It’s been a minor mid life crisis.

It’s an interesting time of reflection, what did I expect my life to be like at this stage? What would I have expected to achieve? How do I feel about the march toward death?

I read From Strength to Strength this year to try to face the fact I may well be in the second half of my life now. He writes:

Here is the reality: in practically every high-skill profession, decline sets in sometime between one’s late thirties and early fifties. Sorry, I know that stings.

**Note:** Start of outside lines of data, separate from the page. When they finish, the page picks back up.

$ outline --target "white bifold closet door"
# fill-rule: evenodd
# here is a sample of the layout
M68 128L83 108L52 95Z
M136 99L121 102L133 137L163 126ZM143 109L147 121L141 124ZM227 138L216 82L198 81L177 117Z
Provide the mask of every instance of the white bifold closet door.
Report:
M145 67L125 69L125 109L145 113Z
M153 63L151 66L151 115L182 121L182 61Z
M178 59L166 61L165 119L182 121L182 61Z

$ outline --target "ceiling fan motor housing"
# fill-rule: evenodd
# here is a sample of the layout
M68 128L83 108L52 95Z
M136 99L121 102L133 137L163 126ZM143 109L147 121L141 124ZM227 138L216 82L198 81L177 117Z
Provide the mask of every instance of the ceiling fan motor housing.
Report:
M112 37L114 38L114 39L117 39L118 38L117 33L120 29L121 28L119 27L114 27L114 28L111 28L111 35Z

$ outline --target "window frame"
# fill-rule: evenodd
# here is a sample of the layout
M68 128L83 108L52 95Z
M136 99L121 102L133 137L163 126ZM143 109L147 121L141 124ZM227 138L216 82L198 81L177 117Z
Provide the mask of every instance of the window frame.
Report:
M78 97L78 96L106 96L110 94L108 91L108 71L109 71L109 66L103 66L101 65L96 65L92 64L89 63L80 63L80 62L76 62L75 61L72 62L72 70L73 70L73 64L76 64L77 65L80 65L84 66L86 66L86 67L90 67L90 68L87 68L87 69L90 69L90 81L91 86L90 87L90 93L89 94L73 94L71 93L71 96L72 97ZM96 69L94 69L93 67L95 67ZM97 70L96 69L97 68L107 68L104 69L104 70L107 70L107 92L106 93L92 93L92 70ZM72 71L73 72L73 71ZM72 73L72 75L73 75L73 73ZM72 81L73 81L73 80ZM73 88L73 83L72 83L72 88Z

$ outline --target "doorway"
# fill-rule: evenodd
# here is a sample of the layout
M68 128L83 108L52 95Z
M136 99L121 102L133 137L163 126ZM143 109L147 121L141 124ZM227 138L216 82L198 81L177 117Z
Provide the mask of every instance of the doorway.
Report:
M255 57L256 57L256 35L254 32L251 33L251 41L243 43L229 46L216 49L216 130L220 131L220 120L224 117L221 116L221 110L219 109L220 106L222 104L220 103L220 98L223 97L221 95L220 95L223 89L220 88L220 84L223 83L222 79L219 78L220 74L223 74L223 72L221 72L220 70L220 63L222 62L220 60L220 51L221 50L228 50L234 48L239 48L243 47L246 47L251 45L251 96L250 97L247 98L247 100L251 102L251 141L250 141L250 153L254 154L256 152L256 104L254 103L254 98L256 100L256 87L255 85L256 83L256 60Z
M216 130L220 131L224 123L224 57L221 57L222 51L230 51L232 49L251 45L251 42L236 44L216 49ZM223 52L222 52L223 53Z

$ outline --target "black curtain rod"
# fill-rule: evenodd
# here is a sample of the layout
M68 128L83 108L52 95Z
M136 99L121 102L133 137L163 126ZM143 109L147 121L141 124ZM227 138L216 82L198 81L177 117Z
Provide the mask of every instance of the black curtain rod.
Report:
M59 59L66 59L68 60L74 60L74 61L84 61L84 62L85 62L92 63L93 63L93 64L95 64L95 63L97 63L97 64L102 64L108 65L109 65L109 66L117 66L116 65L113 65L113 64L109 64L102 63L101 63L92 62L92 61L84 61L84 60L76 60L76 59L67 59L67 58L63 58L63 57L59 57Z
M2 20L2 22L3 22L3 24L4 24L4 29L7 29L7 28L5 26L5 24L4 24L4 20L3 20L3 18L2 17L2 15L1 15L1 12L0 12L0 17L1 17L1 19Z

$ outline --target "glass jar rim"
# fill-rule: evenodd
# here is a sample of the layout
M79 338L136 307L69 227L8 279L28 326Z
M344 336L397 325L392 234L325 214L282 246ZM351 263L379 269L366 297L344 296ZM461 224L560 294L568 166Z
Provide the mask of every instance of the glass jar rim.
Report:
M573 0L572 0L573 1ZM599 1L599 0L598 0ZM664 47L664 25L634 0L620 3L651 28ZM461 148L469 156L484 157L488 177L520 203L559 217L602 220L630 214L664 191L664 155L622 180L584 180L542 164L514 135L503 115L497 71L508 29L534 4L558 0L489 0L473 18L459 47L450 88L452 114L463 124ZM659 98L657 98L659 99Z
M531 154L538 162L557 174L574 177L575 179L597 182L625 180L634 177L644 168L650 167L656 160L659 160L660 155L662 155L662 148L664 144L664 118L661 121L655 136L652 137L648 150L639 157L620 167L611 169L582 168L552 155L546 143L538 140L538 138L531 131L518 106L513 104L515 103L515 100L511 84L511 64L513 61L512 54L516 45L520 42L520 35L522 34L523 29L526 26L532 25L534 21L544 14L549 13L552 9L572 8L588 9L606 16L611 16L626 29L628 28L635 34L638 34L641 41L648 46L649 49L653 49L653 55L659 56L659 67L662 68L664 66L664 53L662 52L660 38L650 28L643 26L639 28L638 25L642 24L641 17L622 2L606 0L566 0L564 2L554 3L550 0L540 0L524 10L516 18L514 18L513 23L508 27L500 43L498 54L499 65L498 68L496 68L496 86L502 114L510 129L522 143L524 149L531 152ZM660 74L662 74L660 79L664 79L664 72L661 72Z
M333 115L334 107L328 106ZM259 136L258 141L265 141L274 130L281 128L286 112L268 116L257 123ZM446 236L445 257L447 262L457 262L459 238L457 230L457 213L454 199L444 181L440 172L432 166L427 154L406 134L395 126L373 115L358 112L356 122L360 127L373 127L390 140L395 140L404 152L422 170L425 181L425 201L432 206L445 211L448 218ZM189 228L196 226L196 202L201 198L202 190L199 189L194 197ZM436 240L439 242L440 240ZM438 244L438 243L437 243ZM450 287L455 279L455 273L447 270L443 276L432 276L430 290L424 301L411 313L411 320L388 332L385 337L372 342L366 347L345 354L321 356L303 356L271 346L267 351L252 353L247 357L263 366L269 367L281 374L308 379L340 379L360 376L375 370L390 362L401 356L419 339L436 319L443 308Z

I didn’t feel so great reading this, his hope is that we lean in to the weakness that comes with aging. Maybe this leaves you feeling differently:

To see weakness as purely negative is a mistake. Weakness befalls us all, and in many ways. It has its discomforts to be sure and entails loss. But it is also an opportunity—to connect more deeply with others; to see the sacredness in suffering; even to find new areas of growth and success. Stop hiding it, and don’t resist it. Doing so has another benefit for strivers—maybe the most important one of all: you can finally relax a little. When you are honest and humble about your weaknesses, you will be more comfortable in your own skin. When you use your weaknesses to connect with others, love in your life will grow. 

He also talks about an interesting model of looking at intelligence:

Cattell himself described the two intelligences in this way: “[Fluid intelligence] is conceptualized as the decontextualized ability to solve abstract problems, while crystallized intelligence represents a person’s knowledge gained during life by acculturation and learning.”[6] Translation: When you are young, you have raw smarts; when you are old, you have wisdom. When you are young, you can generate lots of facts; when you are old, you know what they mean and how to use them.”

Crystallized intelligence, relying as it does on a stock of knowledge, tends to increase with age through one’s forties, fifties, and sixties—and does not diminish until quite late in life, if at all.